According to scientists, given the rapid pace of climate change, trees adaptation with such long generation times appears unlikely to enable persistence in most species.
The actual drought level and global warming are threatening many species mainly flora where trees struggle to survive, but predicting the damage that cause these changes is complicated.
Understanding how the diversity of tree species will be affected by future droughts requires a detailed knowledge of how the functions of different species interact with their environment. Temperature and atmospheric CO2 concentration are fundamental elements that affect the water relations of all tree species, and the rapid rise in both of these potent environmental drivers has the potential to markedly change the way trees behave during drought season.
The future of many forest systems will be dictated by how these atmospheric changes interact with tree function. Hence, any increase in the rate of soil drying caused by elevated temperatures is likely to lead to increasing damage to standing forests during drought.

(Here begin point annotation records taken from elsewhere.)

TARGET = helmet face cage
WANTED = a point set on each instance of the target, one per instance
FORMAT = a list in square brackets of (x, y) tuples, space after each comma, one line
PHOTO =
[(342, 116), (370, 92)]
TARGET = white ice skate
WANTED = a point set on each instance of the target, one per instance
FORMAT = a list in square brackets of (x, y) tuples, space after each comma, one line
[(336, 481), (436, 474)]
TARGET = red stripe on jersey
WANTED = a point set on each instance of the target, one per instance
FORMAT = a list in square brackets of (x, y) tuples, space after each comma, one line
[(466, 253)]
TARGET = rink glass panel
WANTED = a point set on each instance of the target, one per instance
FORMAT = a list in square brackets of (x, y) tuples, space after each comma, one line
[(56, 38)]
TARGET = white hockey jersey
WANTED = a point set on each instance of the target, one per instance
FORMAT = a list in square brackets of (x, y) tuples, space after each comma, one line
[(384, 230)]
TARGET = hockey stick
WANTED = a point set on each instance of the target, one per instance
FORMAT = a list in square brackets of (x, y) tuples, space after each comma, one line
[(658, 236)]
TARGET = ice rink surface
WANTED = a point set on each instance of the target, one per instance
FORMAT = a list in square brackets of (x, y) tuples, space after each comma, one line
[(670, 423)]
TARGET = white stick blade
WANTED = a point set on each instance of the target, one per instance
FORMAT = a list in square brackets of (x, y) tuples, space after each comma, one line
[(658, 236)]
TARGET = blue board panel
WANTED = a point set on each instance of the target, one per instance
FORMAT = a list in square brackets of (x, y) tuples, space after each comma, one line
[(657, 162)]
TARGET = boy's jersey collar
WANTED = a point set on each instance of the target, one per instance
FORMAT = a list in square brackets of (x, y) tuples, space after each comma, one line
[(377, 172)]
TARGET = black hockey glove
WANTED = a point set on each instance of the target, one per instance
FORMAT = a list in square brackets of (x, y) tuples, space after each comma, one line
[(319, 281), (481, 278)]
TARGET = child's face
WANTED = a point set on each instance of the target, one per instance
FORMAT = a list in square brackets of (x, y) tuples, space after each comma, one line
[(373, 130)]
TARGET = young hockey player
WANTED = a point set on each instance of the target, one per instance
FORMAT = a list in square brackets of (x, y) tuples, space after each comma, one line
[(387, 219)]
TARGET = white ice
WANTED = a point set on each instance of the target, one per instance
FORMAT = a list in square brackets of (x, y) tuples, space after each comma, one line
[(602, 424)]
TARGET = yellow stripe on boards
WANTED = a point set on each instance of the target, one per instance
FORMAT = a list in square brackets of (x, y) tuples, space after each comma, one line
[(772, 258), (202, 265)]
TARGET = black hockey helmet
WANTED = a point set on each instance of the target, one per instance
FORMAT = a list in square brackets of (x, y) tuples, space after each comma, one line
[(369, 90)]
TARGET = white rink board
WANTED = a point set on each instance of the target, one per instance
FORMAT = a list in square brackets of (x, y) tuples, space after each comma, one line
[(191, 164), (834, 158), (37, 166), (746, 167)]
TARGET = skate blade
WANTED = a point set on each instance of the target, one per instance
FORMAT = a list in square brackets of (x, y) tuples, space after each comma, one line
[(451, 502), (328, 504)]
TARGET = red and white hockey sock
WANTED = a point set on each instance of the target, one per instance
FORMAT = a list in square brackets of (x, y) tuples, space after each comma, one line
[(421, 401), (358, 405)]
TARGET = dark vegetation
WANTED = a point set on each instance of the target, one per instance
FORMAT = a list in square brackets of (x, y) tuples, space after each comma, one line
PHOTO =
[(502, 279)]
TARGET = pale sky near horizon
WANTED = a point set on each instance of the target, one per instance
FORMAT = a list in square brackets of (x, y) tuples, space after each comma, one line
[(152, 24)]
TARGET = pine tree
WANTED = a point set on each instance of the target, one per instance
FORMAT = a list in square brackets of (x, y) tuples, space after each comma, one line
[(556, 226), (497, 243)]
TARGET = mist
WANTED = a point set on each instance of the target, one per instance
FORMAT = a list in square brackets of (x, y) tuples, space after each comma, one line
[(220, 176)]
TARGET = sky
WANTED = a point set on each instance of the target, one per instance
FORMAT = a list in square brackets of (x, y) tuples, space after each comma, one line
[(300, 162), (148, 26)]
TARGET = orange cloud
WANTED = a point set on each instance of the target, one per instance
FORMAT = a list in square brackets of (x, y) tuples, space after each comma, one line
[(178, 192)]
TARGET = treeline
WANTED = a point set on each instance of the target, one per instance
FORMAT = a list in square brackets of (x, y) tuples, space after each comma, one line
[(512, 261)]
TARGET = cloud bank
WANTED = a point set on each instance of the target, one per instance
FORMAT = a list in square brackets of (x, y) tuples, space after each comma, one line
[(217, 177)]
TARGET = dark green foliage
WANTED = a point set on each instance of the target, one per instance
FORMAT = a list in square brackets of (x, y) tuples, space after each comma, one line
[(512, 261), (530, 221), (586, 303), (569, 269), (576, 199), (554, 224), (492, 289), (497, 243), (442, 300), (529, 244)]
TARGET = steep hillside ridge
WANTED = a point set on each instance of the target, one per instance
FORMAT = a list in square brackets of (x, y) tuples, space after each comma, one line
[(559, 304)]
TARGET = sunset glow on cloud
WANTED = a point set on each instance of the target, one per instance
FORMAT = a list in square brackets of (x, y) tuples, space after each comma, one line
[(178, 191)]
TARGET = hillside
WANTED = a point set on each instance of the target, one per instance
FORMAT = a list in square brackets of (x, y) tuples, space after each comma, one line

The extremely rapid pace of climate change caused enormous instability into the mortality rates of global forests and most models predict major damage to forests in the next century if current climate trajectories are not ameliorated.
Debate still remains as to the magnitude of stabilizing forces, such as tree acclimation and positive CO2-associated effects on water use, but most observational data suggest that forest decline is well under way.
Future improvements in physiological understanding and dynamic-monitoring are needed to improve the prediction of trees survival ; however, changes in community structure and ecology are crucial.
- According to Timothy J. Brodribb and his team, the avoidance of local extinction in tree species could be possible by two non–mutually exclusive mechanisms:
Migration tracking the ecological niches to which they are adapted.
- Adaptation and acclimation to novel climate conditions and persistence within their current range.
Species distribution models based on climatic envelopes have predicted pronounced range shifts in tree populations over the next century; however, this mechanism of survival is contingent on the capacity of species to achieve rapid migration, and few tree species are likely to disperse rapidly enough to keep pace with the current rate of climate warming.
The persistence of tree populations exposed to increased aridity in their current range will depend on adaptation and acclimation to higher intensities of plant water stress.
Given the rapid pace of climate change, adaptation of organisms with such long generation times appears unlikely to enable persistence in most species.